Á la fin de leur durée de vie opérationnelle, la plupart des grands navires de mer marchands sont démantelés en Asie (Inde, Pakistan et Bangladesh) dans des installations ne répondant pas aux normes et recourant généralement à la méthode dite de l'«échouage», avec des incidences considérables sur l'environnement et la santé. La situation risque fort de se dégrader puisque, en raison de la surcapacité de la flotte mondiale, de nombreux navires devraient être envoyés au démantèlement au cours des prochaines années.
Pour remédier à cette situation, les Parties à la convention de Bâle ont, en 2004, invité l'Organisation maritime internationale (OMI) à établir des exigences contraignantes en matière de recyclage des navires.
La convention de Hong Kong pour un recyclage sûr et écologiquement rationnel des navires a été adoptée par l'Organisation maritime internationale en mai 2009, mais ce n'est que lorsqu'elle aura été ratifiée par un nombre suffisant de grands États du pavillon et de grands pays recycleurs qu'elle pourra entrer en vigueur et commencer à produire ses effets.
L'Union européenne considère la gestion écologiquement rationnelle du démantèlement des navires comme une priorité et la mise en œuvre anticipée de la convention figure au nombre des mesures phares proposées dans la communication de la Commission intitulée «Une stratégie de l'Union européenne pour l'amélioration des pratiques de démantèlement des navires».
La proposition est étroitement liée à la proposition de règlement du Parlement européen et du Conseil relatif au recyclage des navires visant à mettre en œuvre la convention de Hong Kong.
ANALYSE D'IMPACT : aucune analyse d'impact n'a été réalisée.
BASE JURIDIQUE : article 192, paragraphe 1, en liaison avec l'article 218, paragraphe 6, point a) v), et l'article 218, paragraphe 8, premier alinéa, du traité sur le fonctionnement de l'Union européenne (TFUE).
CONTENU : la Convention de Hong Kong vise à faire en sorte que les navires, lorsqu'ils sont démantelés à la fin de leur durée de vie opérationnelle, ne présentent pas de risques inutiles pour la santé et la sécurité des personnes et pour l'environnement. Elle aborde l'ensemble des problèmes liés au démantèlement des navires, ainsi que les inquiétudes exprimées au sujet des conditions de travail et des conditions environnementales qui règnent dans bon nombre d'installations de démantèlement des navires de par le monde.

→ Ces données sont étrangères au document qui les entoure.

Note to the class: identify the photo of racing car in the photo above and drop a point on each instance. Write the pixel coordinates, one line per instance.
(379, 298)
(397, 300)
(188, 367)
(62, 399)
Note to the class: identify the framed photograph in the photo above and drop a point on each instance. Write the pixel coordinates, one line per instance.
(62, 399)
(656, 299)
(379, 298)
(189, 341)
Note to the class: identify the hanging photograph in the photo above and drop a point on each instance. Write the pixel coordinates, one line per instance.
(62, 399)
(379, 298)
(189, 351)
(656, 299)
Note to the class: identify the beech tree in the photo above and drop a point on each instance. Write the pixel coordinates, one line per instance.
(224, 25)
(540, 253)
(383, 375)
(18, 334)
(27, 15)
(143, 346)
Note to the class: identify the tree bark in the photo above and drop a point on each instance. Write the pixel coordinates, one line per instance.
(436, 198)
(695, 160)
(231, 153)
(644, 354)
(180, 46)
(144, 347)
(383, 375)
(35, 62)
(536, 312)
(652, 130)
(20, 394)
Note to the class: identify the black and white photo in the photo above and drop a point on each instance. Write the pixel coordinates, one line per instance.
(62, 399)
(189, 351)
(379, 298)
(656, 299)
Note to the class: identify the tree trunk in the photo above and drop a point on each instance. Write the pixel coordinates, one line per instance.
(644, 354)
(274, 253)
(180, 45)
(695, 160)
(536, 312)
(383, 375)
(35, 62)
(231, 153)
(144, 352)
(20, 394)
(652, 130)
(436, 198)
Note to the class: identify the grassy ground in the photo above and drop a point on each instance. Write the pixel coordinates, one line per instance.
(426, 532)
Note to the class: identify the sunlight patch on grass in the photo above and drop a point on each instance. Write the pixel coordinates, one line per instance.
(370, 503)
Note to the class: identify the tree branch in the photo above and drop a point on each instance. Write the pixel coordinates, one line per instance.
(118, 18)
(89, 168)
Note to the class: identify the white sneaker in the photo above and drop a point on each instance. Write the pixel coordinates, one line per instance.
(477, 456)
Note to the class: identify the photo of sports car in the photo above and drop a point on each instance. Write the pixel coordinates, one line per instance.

À ce jour, aucun État membre n'a ratifié la Convention ou adhéré à celle-ci, et seuls trois États membres l'ont signée. Certaines dispositions de la Convention relèvent de la compétence exclusive de l'Union en matière de recyclage des navires. L'Union n'est pas en mesure de ratifier la Convention, puisque seuls des États peuvent y être parties. Il est dès lors proposé que le Conseil exige des États membres qu'ils ratifient la Convention ou qu'ils adhèrent à celle-ci, dans l'intérêt de l'Union.
La ratification de la Convention par les États membres ou leur adhésion à celle-ci auraient un certain retentissement sur la scène internationale et accéléreraient l'entrée en vigueur de la Convention au niveau mondial.
INCIDENCE BUDGÉTAIRE : la proposition n'a pas d'incidence sur le budget de l'Union européenne.